I live in a one bedroom “garden” apartment, which means that I get to have my own front door, porch, and small strip of flower bed. The only downside? The flower bed is under the porch roof, which means it’s constantly damp and shady, and also an ideal mosquito habitat.
So this year, after frantically trying to squash a few rogue mosquitoes that snuck indoors while I was carrying in groceries, I’ve decided to get myself some mosquito-repelling plants.
Yes, there are some plants that mosquitoes don’t like, due to their potent smell. The oils of some of these plants are used to formulate natural mosquito repellents, but there’s also some preliminary research to suggest that some live plants can also help keep at least some mosquitoes away.
I’m not expecting my mosquito-repelling plants to work miracles, but hopefully they’ll discourage a few of those blood-suckers from coming too close. If you’re out doing a bit of weeding, or flipping burgers on the grill, try crushing the leaves of these plants and rubbing the oils on your skin to get the most protection.
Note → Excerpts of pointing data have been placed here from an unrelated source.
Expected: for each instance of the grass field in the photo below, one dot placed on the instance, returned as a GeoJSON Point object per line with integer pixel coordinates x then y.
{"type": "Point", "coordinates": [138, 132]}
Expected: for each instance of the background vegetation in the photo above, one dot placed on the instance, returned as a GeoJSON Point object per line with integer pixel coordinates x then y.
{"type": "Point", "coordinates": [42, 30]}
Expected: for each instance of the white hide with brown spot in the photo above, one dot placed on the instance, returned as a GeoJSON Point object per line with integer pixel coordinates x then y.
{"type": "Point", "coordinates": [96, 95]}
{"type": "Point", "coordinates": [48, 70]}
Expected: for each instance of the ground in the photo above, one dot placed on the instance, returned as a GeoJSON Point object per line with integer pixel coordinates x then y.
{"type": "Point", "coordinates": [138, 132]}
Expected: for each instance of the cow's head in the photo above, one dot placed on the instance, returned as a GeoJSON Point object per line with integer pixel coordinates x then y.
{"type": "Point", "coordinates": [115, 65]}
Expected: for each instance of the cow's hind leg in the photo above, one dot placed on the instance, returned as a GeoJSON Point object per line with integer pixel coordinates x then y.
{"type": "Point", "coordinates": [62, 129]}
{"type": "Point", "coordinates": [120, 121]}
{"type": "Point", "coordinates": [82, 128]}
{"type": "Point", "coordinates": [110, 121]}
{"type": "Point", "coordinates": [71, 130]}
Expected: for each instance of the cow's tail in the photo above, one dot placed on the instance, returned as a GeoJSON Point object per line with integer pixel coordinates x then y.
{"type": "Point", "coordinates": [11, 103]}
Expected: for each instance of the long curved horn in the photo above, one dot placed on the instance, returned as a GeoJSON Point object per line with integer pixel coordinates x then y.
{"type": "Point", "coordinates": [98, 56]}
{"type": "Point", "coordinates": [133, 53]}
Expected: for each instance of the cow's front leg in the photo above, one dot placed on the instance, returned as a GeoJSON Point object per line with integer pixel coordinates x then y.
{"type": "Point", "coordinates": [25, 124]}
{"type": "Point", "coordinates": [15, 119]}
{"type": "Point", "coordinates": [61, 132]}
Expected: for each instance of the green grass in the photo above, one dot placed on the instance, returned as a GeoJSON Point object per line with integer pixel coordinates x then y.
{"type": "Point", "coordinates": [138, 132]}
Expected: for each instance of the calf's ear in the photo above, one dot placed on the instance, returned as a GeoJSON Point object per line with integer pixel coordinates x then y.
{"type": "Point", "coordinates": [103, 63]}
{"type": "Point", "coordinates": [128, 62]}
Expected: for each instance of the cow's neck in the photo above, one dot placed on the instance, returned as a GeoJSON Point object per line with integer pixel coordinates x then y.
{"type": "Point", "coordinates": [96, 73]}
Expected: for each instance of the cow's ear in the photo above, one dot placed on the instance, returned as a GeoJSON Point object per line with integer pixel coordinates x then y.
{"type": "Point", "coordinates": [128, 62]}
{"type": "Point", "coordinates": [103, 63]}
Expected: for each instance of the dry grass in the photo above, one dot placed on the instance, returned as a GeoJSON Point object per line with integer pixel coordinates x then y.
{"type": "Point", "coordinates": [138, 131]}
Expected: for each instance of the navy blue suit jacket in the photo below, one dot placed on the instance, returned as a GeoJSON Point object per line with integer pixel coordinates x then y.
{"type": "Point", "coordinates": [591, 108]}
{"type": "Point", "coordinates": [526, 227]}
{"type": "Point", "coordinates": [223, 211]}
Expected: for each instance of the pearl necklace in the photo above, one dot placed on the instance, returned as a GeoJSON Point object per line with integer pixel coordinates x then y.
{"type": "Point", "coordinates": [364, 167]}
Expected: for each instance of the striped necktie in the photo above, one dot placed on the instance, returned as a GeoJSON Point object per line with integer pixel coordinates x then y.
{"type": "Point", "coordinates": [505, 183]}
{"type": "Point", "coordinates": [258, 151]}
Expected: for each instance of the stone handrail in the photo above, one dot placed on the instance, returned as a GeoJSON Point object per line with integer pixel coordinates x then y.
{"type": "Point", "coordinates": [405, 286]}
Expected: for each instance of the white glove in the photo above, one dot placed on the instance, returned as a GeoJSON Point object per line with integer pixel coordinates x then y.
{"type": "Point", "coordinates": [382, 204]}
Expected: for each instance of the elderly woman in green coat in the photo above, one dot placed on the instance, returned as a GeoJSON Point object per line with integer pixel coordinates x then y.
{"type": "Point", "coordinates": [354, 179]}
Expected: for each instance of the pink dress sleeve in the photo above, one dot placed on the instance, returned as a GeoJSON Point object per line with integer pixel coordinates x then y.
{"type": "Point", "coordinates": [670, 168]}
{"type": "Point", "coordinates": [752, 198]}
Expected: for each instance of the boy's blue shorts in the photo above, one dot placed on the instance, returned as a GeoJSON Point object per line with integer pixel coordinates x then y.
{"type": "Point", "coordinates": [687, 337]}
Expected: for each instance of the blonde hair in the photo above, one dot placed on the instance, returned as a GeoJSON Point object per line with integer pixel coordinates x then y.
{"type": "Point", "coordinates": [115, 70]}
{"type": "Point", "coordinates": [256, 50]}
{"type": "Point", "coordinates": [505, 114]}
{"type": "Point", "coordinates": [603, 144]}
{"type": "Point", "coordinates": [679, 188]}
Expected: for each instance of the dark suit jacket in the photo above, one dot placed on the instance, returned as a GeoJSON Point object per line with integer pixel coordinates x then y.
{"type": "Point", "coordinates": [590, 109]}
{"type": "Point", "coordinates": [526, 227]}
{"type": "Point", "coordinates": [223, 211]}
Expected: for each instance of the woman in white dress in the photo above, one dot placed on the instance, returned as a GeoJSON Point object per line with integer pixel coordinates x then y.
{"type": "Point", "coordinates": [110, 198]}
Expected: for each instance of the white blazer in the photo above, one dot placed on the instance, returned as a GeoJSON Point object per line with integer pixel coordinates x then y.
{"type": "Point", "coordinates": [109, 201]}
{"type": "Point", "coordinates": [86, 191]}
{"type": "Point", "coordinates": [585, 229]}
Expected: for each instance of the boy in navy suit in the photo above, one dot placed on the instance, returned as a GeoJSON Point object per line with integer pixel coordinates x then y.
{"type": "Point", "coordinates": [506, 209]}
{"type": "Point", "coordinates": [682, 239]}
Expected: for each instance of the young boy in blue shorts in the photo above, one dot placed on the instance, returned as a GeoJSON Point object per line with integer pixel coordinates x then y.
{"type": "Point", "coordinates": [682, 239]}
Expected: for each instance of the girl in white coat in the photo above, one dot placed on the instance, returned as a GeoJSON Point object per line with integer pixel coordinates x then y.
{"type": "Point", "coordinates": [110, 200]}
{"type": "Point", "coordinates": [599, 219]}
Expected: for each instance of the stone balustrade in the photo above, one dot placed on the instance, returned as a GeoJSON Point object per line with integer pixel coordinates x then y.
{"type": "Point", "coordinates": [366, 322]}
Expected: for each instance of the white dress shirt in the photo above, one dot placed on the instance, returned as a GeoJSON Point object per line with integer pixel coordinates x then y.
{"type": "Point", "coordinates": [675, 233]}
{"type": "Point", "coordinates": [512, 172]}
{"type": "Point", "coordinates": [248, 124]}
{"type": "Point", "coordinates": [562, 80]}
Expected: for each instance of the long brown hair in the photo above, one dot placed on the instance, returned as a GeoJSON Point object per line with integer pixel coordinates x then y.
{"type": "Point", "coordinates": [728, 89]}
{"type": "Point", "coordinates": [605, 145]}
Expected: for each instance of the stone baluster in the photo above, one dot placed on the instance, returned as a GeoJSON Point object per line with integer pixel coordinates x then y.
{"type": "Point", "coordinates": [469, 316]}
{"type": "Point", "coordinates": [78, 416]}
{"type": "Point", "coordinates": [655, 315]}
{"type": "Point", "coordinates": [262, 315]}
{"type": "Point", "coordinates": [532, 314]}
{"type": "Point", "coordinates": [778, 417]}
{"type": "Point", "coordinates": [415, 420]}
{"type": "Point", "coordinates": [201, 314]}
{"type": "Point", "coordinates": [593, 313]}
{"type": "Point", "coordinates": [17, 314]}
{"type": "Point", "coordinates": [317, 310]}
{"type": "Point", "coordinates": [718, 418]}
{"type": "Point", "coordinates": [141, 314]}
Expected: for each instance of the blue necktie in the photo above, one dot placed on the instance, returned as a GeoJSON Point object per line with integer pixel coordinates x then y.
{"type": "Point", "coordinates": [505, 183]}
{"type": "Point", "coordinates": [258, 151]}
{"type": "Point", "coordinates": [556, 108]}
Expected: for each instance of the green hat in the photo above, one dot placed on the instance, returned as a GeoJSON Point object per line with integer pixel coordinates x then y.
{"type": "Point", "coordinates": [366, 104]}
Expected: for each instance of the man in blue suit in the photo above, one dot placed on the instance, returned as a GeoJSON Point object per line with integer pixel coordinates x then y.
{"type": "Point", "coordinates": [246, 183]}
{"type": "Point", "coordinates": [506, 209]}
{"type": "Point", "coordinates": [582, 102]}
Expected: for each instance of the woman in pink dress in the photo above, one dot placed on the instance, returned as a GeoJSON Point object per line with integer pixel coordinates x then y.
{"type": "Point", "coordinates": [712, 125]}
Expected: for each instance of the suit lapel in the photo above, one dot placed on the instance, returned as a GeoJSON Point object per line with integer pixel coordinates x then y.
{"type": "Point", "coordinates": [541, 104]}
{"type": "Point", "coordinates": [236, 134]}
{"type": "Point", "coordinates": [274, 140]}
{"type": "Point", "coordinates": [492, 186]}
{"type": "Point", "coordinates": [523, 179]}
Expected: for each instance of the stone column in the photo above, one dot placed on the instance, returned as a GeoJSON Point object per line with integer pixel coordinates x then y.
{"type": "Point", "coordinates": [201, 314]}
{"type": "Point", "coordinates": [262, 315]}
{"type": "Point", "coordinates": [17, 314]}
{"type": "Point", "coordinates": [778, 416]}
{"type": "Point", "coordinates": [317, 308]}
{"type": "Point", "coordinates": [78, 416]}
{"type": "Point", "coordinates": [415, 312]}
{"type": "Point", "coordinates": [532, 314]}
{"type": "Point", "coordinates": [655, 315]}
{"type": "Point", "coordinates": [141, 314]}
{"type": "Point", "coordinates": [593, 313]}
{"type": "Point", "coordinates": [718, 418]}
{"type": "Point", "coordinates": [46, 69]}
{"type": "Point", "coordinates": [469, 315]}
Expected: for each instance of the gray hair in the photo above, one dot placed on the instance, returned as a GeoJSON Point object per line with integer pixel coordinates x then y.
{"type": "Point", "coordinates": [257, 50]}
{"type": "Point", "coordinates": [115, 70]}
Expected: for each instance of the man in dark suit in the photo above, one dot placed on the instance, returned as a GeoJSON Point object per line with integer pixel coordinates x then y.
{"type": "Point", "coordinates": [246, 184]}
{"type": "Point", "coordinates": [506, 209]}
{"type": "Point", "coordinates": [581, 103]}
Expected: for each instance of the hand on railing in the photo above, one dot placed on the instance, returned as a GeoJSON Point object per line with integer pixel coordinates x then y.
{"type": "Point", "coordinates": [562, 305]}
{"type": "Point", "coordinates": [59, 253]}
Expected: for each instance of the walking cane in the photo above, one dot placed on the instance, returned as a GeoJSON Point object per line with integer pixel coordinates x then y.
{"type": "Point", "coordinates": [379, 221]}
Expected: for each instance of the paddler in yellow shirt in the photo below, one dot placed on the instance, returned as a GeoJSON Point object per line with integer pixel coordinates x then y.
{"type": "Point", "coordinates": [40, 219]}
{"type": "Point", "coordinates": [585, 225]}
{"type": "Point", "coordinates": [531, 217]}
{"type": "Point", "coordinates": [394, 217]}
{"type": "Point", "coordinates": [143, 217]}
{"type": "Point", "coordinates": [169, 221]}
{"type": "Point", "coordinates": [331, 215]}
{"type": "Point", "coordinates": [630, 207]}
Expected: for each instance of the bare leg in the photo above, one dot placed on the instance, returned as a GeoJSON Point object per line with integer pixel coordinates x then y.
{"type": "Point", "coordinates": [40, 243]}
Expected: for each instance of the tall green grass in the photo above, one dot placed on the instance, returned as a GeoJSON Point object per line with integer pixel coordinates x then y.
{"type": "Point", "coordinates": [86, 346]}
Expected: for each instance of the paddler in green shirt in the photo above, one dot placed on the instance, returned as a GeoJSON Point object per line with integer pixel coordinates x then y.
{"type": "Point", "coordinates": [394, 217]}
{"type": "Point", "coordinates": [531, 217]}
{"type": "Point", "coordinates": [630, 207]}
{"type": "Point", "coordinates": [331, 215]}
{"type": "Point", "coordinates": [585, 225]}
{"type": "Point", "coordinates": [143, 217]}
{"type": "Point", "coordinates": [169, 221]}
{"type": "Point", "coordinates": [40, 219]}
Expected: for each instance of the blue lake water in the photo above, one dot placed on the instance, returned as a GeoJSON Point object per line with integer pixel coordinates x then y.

Want to try growing your own mosquito-resistant garden? Here’s what you should plant.
The essential oil from citronella grass is used to make those insect-repellent candles you’ve probably come across at a summer barbecue. Make sure you’re buying the tall spiky grass Cymbopogon nardus, not “citronella plant” (Pelargonium citrosum), which is actually a type of geranium that smells similar to citronella but doesn’t contain the same mosquito-repelling oils. Citronella grass prefers partial sun and moist, loamy soil, so water every day if you’re growing it in a container. It is a perennial in tropical climates but can be grown as an annual in colder places.
Basil essential oil is being studied for its mosquito-fighting properties, and anecdotal evidence says just growing it helps keep mosquitoes at bay. But even if it doesn’t have any impact on mosquitoes, you’ll still be able to make fresh homemade pesto, so why not give it a try? Basil likes full sun and moist soil, so water daily during the height of summer, especially if planting in a pot.
This member of the mint family gets its distinctive scent from citronellal, an oil that contains some of the same properties as citronella, including an ability to repel mosquitoes. It’s incredibly easy to grow—almost too easy. Lemon balm is a perennial that can quickly become invasive and take over your whole plot, so it’s best planted in a container. Give it full sun to part shade and don’t forget to water.
Peppermint essential oil has been shown to repel mosquitoes. A cousin of lemon balm, peppermint has essentially the same care requirements: give it lots of sun and water and contain it in a pot unless you want to grow lots of mint and nothing else in your flower bed. You can also use the leaves of both peppermint and lemon balm to brew tea.
I absolutely love the scent of lavender, but anecdotal evidence and some tests on lavender essential oil suggests that mosquitoes do not. Some natural living gurus even suggest drying the lavender flowers and making sachets to ward off mosquitoes. Either way, you really can’t go wrong growing lavender because it’s so gorgeous. It prefers full sun and drier soil; water once or twice a week during the growing season. Lavender is a perennial, so expect it to come back yearly.
Nepetalactone, the essential oil that gives catnip its distinctive smell, has mosquito-repelling properties. Catnip (another member of the mint family) grows best in full sun and well-draining soil, but it will put up with partial sun and just about any type of soil. Once established, the only thing you really need to do to care for it is to pinch off the flower heads when they appear, since catnip spreads quickly by seed and can easily take over.